Provide configuration for executing
{
"Type": "Baseline1",
"KG": "benchmarks/Baseline1/baseline1.nt",
"model": ["TransE", "TransH","TransD"],
"path_to_results": "./Results/Baseline1/"
}
The user must provide a few options in the above JSON file to select the type of approach that has to be executed with added configuration details.
The parameter Type
corresponds to the type of execution, i.e., Baseline1
or KOSMOS
.
Secondly, parameter KG
is the type of knowledge graph, i.e., Baseline1
or Baseline2
or KOSMOS
.
Nextly,model
parameter is used for training the KGE model to generate results for readability.
Lastly, path_to_results
is parameter given by user to store the trained model results.
python kge_kosmos.py
Note: KGE models are trained in Python 3.9 and executed in a virtual machine on Google Colab with 40 GiB VRAM and 1 GPU NVIDIA A100 SMX-4, with CUDA Version 12.2 (Driver 525.104.05) and PyTorch (v2.0.1).

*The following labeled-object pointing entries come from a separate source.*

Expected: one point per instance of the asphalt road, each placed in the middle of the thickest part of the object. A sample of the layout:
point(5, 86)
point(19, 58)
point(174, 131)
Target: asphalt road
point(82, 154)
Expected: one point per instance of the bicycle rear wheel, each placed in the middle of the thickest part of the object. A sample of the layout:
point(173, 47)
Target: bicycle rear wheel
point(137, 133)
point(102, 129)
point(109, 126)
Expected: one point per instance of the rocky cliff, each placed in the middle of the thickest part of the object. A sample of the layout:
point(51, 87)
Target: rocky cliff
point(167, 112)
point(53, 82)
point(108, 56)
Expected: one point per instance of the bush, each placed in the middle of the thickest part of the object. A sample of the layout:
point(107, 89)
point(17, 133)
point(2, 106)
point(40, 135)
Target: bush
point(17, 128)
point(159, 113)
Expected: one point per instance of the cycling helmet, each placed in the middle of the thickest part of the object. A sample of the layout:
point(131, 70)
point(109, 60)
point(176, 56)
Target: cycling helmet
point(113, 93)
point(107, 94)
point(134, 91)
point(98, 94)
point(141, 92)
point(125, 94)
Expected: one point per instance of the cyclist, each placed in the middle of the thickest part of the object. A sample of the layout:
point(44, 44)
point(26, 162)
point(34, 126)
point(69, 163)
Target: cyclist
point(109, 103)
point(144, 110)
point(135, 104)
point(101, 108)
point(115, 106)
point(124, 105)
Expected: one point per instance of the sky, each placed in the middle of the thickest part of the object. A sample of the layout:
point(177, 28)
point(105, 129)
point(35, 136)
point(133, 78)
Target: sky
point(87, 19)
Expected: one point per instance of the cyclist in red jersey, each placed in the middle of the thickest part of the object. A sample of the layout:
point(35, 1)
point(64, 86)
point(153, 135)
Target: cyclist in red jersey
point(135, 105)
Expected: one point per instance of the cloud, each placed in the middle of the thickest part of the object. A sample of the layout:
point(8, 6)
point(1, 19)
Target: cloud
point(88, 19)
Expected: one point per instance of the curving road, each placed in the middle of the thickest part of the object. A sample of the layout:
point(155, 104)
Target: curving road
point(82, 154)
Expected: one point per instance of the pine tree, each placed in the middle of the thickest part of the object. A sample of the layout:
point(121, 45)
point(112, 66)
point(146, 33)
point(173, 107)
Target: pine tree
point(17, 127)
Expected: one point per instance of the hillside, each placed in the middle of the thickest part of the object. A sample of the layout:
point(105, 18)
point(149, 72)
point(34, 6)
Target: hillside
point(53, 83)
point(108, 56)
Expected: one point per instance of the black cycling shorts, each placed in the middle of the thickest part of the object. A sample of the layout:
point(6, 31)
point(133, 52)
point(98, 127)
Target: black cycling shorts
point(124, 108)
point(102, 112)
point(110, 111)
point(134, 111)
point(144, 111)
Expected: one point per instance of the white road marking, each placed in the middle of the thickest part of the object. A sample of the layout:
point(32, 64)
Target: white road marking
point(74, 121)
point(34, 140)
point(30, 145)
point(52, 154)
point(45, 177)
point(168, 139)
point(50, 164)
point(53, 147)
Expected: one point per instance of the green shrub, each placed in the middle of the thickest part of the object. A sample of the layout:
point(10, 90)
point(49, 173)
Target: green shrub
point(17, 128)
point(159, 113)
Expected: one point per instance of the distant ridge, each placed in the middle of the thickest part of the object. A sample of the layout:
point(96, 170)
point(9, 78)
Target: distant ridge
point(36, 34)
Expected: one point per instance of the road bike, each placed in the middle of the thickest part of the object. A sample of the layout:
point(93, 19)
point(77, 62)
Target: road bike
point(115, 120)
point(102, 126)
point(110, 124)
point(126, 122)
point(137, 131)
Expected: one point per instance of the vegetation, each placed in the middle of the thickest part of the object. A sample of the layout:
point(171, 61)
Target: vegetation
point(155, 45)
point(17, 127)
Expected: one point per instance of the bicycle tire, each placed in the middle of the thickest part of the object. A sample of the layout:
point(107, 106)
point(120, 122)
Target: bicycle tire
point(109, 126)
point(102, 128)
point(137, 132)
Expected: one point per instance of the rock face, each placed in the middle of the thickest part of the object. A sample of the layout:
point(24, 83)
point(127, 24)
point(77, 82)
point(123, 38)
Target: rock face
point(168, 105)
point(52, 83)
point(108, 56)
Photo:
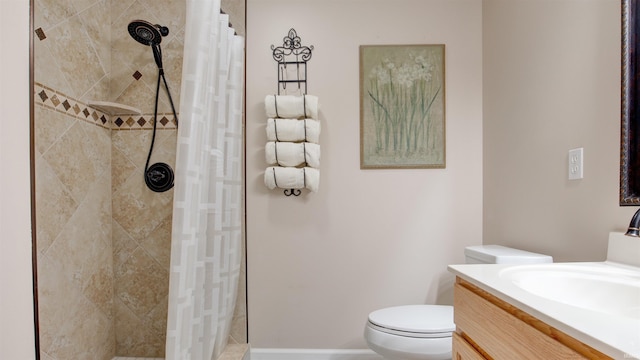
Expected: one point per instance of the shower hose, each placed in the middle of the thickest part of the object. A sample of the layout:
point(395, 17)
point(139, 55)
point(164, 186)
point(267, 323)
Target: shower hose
point(159, 176)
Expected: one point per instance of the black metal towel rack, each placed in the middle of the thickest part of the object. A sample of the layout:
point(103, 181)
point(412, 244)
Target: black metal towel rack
point(292, 58)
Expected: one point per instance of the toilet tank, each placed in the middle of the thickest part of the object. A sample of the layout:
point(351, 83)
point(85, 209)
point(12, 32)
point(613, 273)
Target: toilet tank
point(497, 254)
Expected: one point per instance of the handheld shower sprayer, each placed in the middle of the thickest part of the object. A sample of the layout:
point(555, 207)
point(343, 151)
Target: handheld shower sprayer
point(159, 176)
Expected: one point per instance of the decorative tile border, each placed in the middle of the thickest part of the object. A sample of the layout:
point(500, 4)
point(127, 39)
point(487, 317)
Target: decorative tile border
point(49, 98)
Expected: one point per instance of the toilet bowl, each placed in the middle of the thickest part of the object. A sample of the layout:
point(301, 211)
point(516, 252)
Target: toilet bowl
point(423, 332)
point(411, 332)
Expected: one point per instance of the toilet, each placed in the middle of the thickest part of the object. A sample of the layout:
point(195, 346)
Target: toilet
point(423, 332)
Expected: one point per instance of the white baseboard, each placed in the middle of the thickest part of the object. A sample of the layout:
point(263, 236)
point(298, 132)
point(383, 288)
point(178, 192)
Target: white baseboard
point(313, 354)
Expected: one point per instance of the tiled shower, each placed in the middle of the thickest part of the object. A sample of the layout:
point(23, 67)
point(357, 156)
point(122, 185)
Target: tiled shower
point(103, 238)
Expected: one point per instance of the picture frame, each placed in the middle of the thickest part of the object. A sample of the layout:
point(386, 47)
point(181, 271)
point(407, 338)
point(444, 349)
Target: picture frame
point(630, 106)
point(402, 107)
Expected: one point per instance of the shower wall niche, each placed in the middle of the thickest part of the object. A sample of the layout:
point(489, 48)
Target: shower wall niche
point(103, 238)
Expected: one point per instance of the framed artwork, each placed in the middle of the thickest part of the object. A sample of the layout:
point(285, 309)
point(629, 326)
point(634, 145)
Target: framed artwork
point(402, 106)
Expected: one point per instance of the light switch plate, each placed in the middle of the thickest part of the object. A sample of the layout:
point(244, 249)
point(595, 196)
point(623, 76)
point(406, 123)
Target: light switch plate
point(576, 164)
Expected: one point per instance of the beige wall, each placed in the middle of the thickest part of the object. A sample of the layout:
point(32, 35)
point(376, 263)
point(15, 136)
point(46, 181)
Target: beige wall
point(319, 263)
point(16, 306)
point(551, 84)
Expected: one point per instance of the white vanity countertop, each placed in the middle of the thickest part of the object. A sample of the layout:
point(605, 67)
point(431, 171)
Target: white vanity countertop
point(613, 335)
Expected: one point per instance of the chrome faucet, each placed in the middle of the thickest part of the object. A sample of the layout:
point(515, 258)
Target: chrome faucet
point(634, 225)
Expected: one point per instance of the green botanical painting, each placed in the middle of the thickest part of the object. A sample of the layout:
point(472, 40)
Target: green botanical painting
point(402, 106)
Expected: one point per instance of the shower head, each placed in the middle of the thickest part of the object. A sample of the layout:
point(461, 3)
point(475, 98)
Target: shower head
point(147, 34)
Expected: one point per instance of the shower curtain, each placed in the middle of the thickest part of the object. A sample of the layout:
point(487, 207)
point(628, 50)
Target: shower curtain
point(208, 201)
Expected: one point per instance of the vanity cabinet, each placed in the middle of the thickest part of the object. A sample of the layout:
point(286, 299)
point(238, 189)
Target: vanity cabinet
point(490, 328)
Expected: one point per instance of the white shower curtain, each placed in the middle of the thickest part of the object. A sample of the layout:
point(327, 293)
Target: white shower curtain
point(208, 196)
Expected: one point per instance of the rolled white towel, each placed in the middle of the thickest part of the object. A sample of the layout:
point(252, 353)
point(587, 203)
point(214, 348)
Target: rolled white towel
point(292, 154)
point(291, 106)
point(292, 178)
point(293, 130)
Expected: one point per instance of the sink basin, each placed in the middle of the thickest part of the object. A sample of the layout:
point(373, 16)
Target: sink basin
point(601, 287)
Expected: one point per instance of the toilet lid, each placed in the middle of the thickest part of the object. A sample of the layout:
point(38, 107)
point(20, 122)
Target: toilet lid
point(415, 320)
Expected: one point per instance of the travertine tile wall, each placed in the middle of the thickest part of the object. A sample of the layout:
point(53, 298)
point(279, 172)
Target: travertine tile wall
point(103, 237)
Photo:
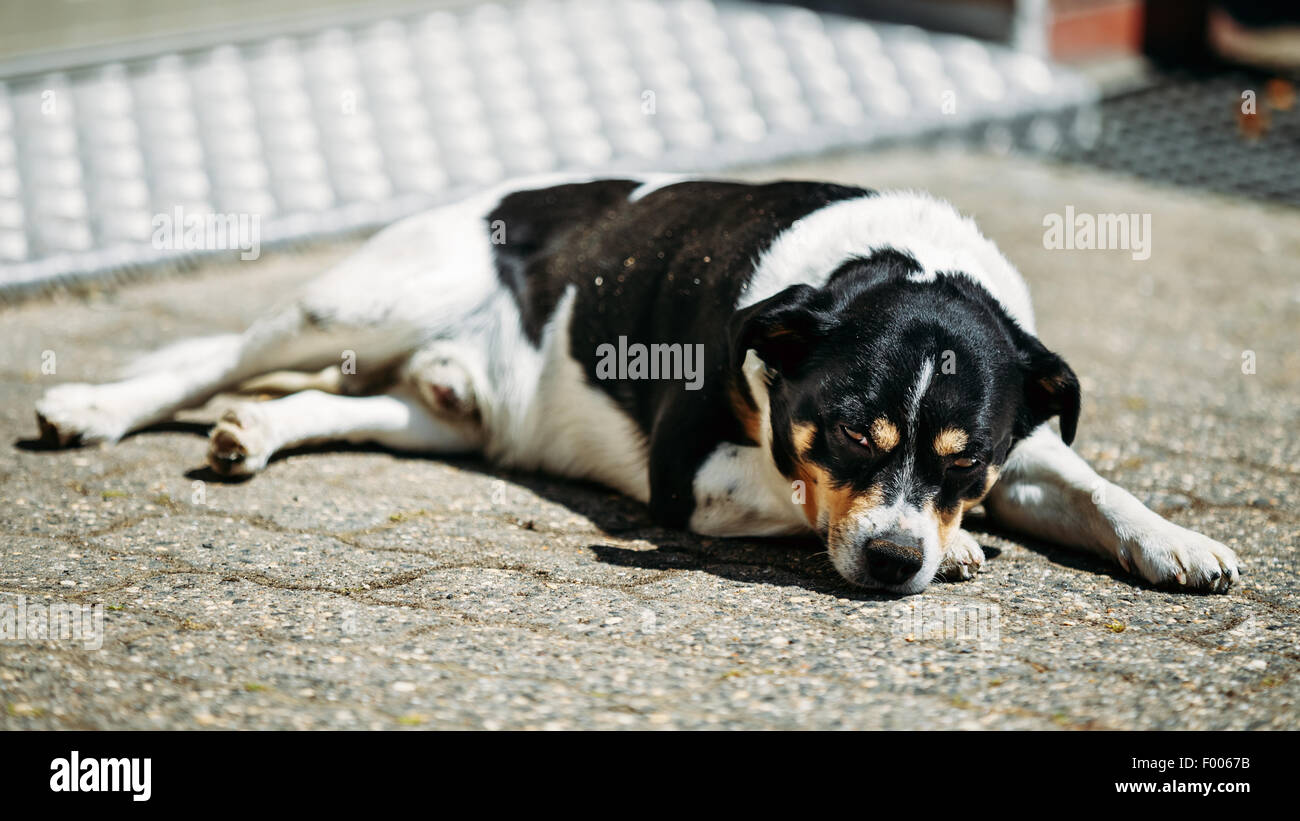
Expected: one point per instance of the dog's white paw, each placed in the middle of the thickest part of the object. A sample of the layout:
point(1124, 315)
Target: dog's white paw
point(1175, 556)
point(241, 443)
point(79, 413)
point(443, 383)
point(962, 557)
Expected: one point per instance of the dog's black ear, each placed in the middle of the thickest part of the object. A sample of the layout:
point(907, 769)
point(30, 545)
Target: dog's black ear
point(1051, 389)
point(781, 329)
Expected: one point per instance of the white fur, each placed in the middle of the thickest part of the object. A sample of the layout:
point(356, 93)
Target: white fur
point(930, 230)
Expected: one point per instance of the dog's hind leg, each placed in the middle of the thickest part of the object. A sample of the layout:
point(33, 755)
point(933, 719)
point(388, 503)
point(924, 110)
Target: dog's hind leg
point(180, 376)
point(1049, 491)
point(250, 434)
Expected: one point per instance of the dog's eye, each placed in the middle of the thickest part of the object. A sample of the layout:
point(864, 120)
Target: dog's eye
point(859, 438)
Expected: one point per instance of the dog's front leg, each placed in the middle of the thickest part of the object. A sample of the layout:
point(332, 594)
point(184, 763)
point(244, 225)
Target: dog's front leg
point(1048, 491)
point(739, 494)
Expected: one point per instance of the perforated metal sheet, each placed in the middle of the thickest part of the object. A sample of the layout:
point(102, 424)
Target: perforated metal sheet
point(1188, 129)
point(355, 125)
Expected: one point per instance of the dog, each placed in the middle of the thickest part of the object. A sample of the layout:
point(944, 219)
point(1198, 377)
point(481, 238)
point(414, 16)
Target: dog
point(748, 360)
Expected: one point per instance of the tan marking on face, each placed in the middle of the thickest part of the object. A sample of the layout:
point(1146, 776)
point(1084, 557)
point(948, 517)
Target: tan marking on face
point(745, 413)
point(950, 441)
point(884, 434)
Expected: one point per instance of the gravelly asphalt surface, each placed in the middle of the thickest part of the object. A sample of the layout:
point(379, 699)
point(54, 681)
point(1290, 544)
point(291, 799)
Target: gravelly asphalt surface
point(362, 589)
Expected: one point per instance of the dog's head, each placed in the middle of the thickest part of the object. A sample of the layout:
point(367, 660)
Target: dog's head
point(891, 402)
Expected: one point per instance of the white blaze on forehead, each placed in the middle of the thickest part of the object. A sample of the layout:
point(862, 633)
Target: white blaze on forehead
point(928, 229)
point(902, 479)
point(918, 392)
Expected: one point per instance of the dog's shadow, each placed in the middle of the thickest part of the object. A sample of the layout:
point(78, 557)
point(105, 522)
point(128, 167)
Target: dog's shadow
point(783, 561)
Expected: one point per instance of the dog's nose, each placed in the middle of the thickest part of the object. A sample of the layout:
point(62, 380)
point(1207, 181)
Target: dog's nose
point(892, 564)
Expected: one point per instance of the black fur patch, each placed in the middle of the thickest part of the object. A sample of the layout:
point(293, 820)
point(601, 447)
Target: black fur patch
point(670, 268)
point(664, 269)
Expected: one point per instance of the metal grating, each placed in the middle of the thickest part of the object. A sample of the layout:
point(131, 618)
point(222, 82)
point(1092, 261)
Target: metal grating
point(1187, 129)
point(351, 126)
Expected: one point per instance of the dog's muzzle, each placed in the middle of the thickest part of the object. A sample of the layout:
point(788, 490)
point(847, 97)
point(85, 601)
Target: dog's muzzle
point(889, 563)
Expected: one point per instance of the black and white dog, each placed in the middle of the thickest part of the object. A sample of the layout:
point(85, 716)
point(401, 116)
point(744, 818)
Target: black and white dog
point(749, 360)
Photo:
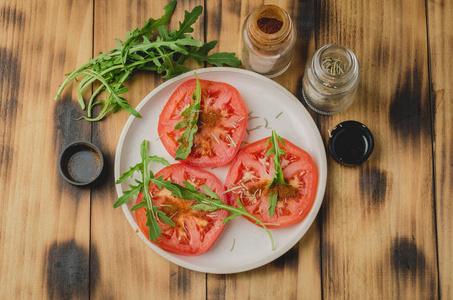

To execute symbolic learning component, navigate to folder Symbolic Learning
follow the instructions. The symbolic component for baseline2 utilizes the hybrid framework proposed in [5].
References
[1] Mehdi Ali, Max Berrendorf, Charles Tapley Hoyt, Laurent Vermue, Sahand Sharifzadeh, Volker Tresp, and Jens Lehmann. 2021. PyKEEN 1.0: A Python Library for Training and Evaluating Knowledge Graph Embeddings. Journal of Machine Learning Research (2021). http://jmlr.org/papers/v22/20-825.html
[2] Antoine Bordes, Nicolas Usunier, Alberto Garcia-Durán, Jason Weston, and Oksana Yakhnenko. 2013. Translating Embeddings for Modeling Multi-Relational Data (NIPS’13). Curran Associates Inc., Red Hook, NY, USA, 2787–2795.
[3] Guoliang Ji, Shizhu He, Liheng Xu, Kang Liu, and Jun Zhao. 2015. Knowledge graph embedding via dynamic mapping matrix. In Proceedings of the 53rd annual meeting of the association for computational linguistics and the 7th international joint conference on natural language processing (volume 1: Long papers). 687–696. https://doi.org/10.3115/v1/P15-1067
[4] Zhen Wang, Jianwen Zhang, Jianlin Feng, and Zheng Chen. 2014. Knowledge Graph Embedding by Translating on Hyperplanes. Proceedings of the AAAI Conference on Artificial Intelligence 28, 1 (2014). https://doi.org/10.1609/aaai.
[5] Disha Purohit, Yashrajsinh Chudasama, Ariam Rivas, and Maria-Esther Vidal. 2023. SPaRKLE: Symbolic caPtuRing of knowledge for Knowledge graph enrichment with LEarning. In Proceedings of the 12th Knowledge Capture Conference 2023 (Pensacola, FL, USA) (K-CAP ’23). Association for Computing Machinery, New York, NY, USA, 44–52. https://doi.org/10.1145/3587259.3627547
This work is licensed under the MIT license.